In recent years, a number of firms in a variety of industries have utilized automated research methods, including web scraping tools and certain forms of artificial intelligence such as bots, to gather information from a variety of sources. For example, asset managers use these tools for research purposes, and third-party vendors use them to obtain information, which they then re-package and sell to investors. Although this practice is increasingly common, questions remain regarding potential exposure to liability for both users of these tools and website hosts who implement technological barriers to prevent their use and protect information.
With that said, a U.S. District Judge in the Northern District of California has issued a novel opinion in hiQ Labs, Inc. v. LinkedIn Corp., with potentially far-reaching impact on the use of automated research tools. In granting a preliminary injunction guaranteeing a company the right to scrape data, the court found that the public nature of the information sought potentially vitiates the application of the federal Computer Fraud and Abuse Act’s (“CFAA”) civil and criminal provisions and other legal restrictions on scraping and similar forms of data harvesting.
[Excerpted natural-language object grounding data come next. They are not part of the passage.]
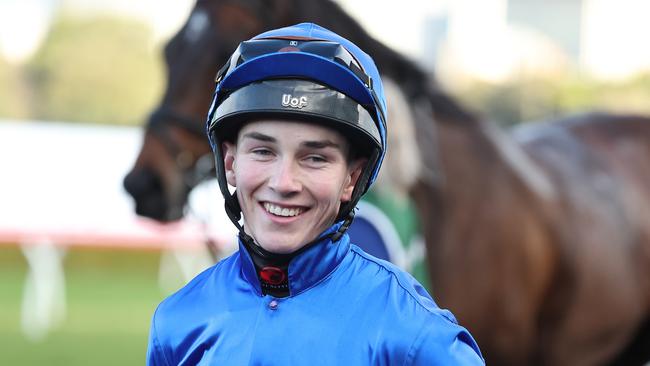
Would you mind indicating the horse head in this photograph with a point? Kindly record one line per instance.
(175, 155)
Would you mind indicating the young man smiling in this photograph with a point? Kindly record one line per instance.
(298, 129)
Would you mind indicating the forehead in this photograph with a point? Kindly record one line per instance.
(294, 130)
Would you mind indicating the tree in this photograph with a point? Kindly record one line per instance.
(99, 70)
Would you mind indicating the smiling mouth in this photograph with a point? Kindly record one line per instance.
(282, 211)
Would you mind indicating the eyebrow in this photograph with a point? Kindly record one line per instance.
(315, 144)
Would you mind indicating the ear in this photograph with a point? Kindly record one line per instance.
(354, 172)
(229, 151)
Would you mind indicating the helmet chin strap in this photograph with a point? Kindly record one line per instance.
(234, 213)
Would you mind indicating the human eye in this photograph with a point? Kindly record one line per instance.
(315, 160)
(261, 152)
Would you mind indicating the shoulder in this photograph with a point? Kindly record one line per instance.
(200, 289)
(398, 280)
(443, 342)
(427, 333)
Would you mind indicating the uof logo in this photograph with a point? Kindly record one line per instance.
(293, 102)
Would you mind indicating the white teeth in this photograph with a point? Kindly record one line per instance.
(281, 211)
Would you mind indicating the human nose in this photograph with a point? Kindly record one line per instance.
(284, 178)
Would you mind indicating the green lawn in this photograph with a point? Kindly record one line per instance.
(110, 296)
In reaching its decision, the court even suggested, albeit without specifically holding, that serious questions exist as to whether there is a free speech right under the California State Constitution to access and obtain information that has already been made publicly available on the internet.
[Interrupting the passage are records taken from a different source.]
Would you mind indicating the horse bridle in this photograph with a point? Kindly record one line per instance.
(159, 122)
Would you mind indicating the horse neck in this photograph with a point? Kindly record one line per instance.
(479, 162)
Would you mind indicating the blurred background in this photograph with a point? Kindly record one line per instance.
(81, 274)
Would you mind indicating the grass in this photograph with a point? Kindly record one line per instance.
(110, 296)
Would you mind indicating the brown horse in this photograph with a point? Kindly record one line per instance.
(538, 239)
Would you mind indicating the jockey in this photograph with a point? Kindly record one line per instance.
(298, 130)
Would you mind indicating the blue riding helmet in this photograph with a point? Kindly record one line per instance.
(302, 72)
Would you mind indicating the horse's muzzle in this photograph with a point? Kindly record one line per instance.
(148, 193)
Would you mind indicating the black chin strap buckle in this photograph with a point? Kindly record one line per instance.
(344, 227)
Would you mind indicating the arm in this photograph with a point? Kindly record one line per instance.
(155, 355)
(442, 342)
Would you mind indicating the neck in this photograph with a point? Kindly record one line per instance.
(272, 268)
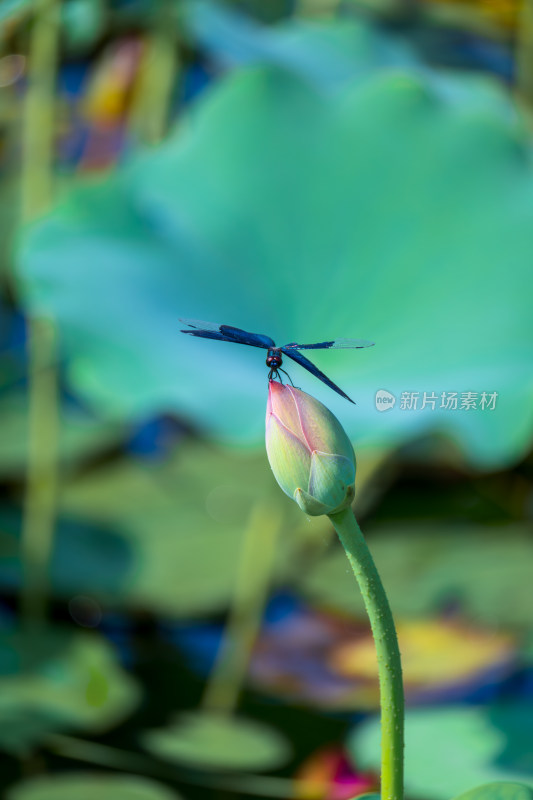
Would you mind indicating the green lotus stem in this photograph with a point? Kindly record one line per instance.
(388, 652)
(37, 176)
Plaintiff, hiQ Labs, Inc. (“hiQ”), brought a federal action against Defendant, LinkedIn Corp. (“LinkedIn”), the popular business and professional social network, asserting claims under California common law, California’s Unfair Competition Law, and the California State Constitution. hiQ Labs, Inc. v. LinkedIn Corp., No. 17-CV-03301-EMC, 2017 WL 3473663, at *1 (N.D. Cal. Aug. 14, 2017). At the heart of the dispute is hiQ’s business model, which consists of selling public information to businesses about their employees. Id. at *1. In practice, hiQ collects that information exclusively from employees’ public LinkedIn profiles by using web scraping or harvesting tools, a method of utilizing computer software to automatically extract data from websites. Id. at *1-2. The company then conducts an analysis of the information for businesses to provide key employment-related data, including, for example, whether employees are at a high risk of leaving a company or being recruited by another business, as well as summaries of skills possessed by certain employees. Id. at *1. LinkedIn eventually sent hiQ a cease and desist letter, alleging that hiQ’s unauthorized data scraping violated LinkedIn’s user agreement, which prohibited certain methods of data collection from the site, including scraping. Id. at *2.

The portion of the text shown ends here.